Rats were first tested in the choice procedure under water restriction to establish baseline preference (Fig. 1a). To induce satiety, rats were given 1- then 2-h water access in their home-cage, immediately before the choice session (conditions 1 h-Ø and 2 h-Ø, separated by one baseline session under water deprivation). Water bottles were returned to the home-cages for 1 h immediately after these sessions to assess satiation.
To ensure a maximal possible level of satiation during choice sessions, water was made available for 1 h immediately before the choice session and during every inter-trial intervals (ITI) of the session. More specifically, discrete volumes of water (0.04 ml) were freely delivered “on demand” by licking in the drinking cup during ITIs (1 volume per 20 licks in about 2.8 s) but not during trials, unless rats selected the water option. Satiation was assessed by allowing rats to drink water for 1 h in their home-cage immediately after each session. These “free water” (FW) sessions were conducted in alternation with deprivation sessions for 9 cycles. During this experimental phase (“devaluation training”), rats progressively learned to reverse their preference in favor of cocaine during FW sessions. To investigate the learning mechanisms underlying preference reversal, rats were tested again in the 1 h-Ø condition with 1-h water access before the session, but no water deliveries during ITIs. After one baseline session under deprivation, thirsty rats were given choices between cocaine and water adulterated with 0.05% quinine across 2 consecutive sessions (Q1 and Q2, Fig. 1a).
Cocaine hydrochloride (Coopération Pharmaceutique Française, Melun, France) was dissolved in 0.9% NaCl, filtered through a syringe filter (0.22 µm) and stored at room temperature. Drug doses are expressed as the weight of the salt.
The percentage of water self-delivered upon licking during each 17-s water access was used as an index of satiation and was computed as follow; 100*volume self-administered/ total volume available (0.24 ml maximum per 17-s water access). Test sessions were compared to the preceding deprivation session (baseline). All data were subjected to relevant repeated-measures ANOVAs, followed by Newman–Keuls post-hoc tests where relevant. Comparisons with a fixed theoretical level (e.g., 0 or 50%) were conducted using one sample t-tests. Some behavioral variables had no variance and were thus analyzed using non-parametric statistics (i.e., Friedman’s test for the main effect followed by Wilcoxon’s test for paired comparisons). Repeated-measures of nominal data were analyzed with the McNemar’s test. A significant level of p < 0.05 was used for all statistical analyses. Statistical analyses were run using Statistica, version 7.1 (Statsoft Inc., Maisons-Alfort, France).

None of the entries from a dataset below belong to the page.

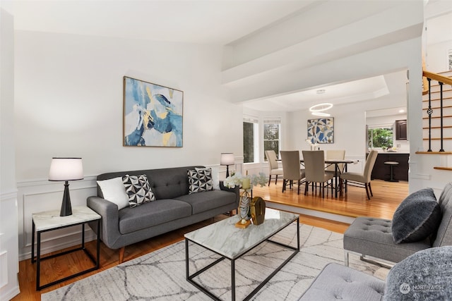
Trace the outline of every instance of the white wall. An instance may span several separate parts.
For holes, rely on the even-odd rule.
[[[14,25],[0,8],[0,300],[19,293],[14,166]]]
[[[452,49],[452,12],[442,13],[425,22],[426,68],[434,73],[448,70],[448,52]]]
[[[101,173],[242,156],[242,109],[220,84],[222,54],[218,46],[16,31],[21,259],[30,257],[31,214],[61,206],[63,183],[47,180],[52,156],[83,158],[85,179],[70,183],[73,206],[95,194]],[[183,147],[122,146],[124,75],[184,91]],[[76,231],[62,233],[47,238],[45,252],[76,243]]]

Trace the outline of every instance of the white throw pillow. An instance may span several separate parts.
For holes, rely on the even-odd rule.
[[[97,185],[104,195],[104,199],[116,204],[118,206],[118,210],[129,207],[129,196],[126,193],[126,188],[122,183],[121,177],[98,180]]]

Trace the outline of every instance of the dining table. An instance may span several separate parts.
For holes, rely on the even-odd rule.
[[[300,159],[299,162],[304,166],[304,159]],[[341,190],[341,188],[339,183],[339,177],[340,176],[340,171],[339,169],[339,166],[340,164],[343,164],[344,165],[344,169],[343,171],[346,172],[347,171],[347,164],[355,164],[357,163],[357,161],[354,161],[354,160],[349,160],[349,159],[325,159],[325,168],[330,166],[333,164],[334,164],[334,183],[335,183],[335,186],[334,186],[334,191],[335,191],[335,197],[338,197],[338,190]]]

Under water restriction, rats expressed a strong preference for water over cocaine from the first choice session (Fig. 1b). Indeed, 96% of rats preferred water with only one out of 25 rats preferring cocaine (Fig. 1c). In accordance with their preference, rats responded faster for water than cocaine during sampling trials (t(25) = 3.77, p < 0.001) and rapidly selected the water option during choice trials (Fig. 1d).
1 or 2 h water access immediately before the choice session induced satiation, as indicated by the reduction of water consumption in the home-cage after the session compared to before (Fig. 2a) (F(1,13) = 79.61, p < 0.0001). Increasing the duration of water access to 2 h did not increase satiation since water intake was reduced to a similar extent as the 1 h-Ø condition (Fig. 2a) (p-value > 0.05). These manipulations resulted in a minor but significant suppression of water intake during water trials (Fig. 2b and S1) (Friedman Chi-Square = 22.58, p < 0.0001). However, pre-session water access had no effect on preference (Fig. 2c) (F-value < 0.8, p-value > 0.05) and a marginal effect on water sampling latency (Fig. 2d) (water sampling latency: F(2,48) = 3.97, p < 0.05). Choice latency was however increased after pre-session water accesses (session: F(2,48) = 5.57, p < 0.01) with a longer latency in the 2 h-Ø condition relative to baseline (p < 0.01) (Fig. 2e).
These results suggest that 1 h-Ø and 2 h-Ø conditions might not have produced enough satiation to affect preference. To ensure a maximal possible level of satiation during the session, water was also made available during every ITIs of the session (“Free Water”—FW condition). On average, rats consumed 6.5 ± 0.8 mL of water during this FW session, mainly during the first ITI (Fig. S2). Analysis of home-cage water consumption before and after the FW session reveals that satiation was comparable with the previous 1 h- and 2 h-Ø conditions (F-values < 0.2, p-values > 0.05) (Fig. 2a). However, in marked contrast to these conditions, water consumption was drastically suppressed during water trials (Fig. 2b and S1) (Z(25) = 4.37, p < 0.0001 against baseline). Although preference for cocaine slightly increased compared to baseline (Fig. 2c) (t(24) = 4.85, p < 0.0001), it remained significantly below indifference level (t(24) = 4.51, p < 0.001). The latency to sample water was not significantly altered during the FW session (Fig. 2d) (t-value < 1.6, p > 0.05) but rats were slower to select an option during choice trials (Fig. 2e) (t(24) = 3.58, p < 0.01).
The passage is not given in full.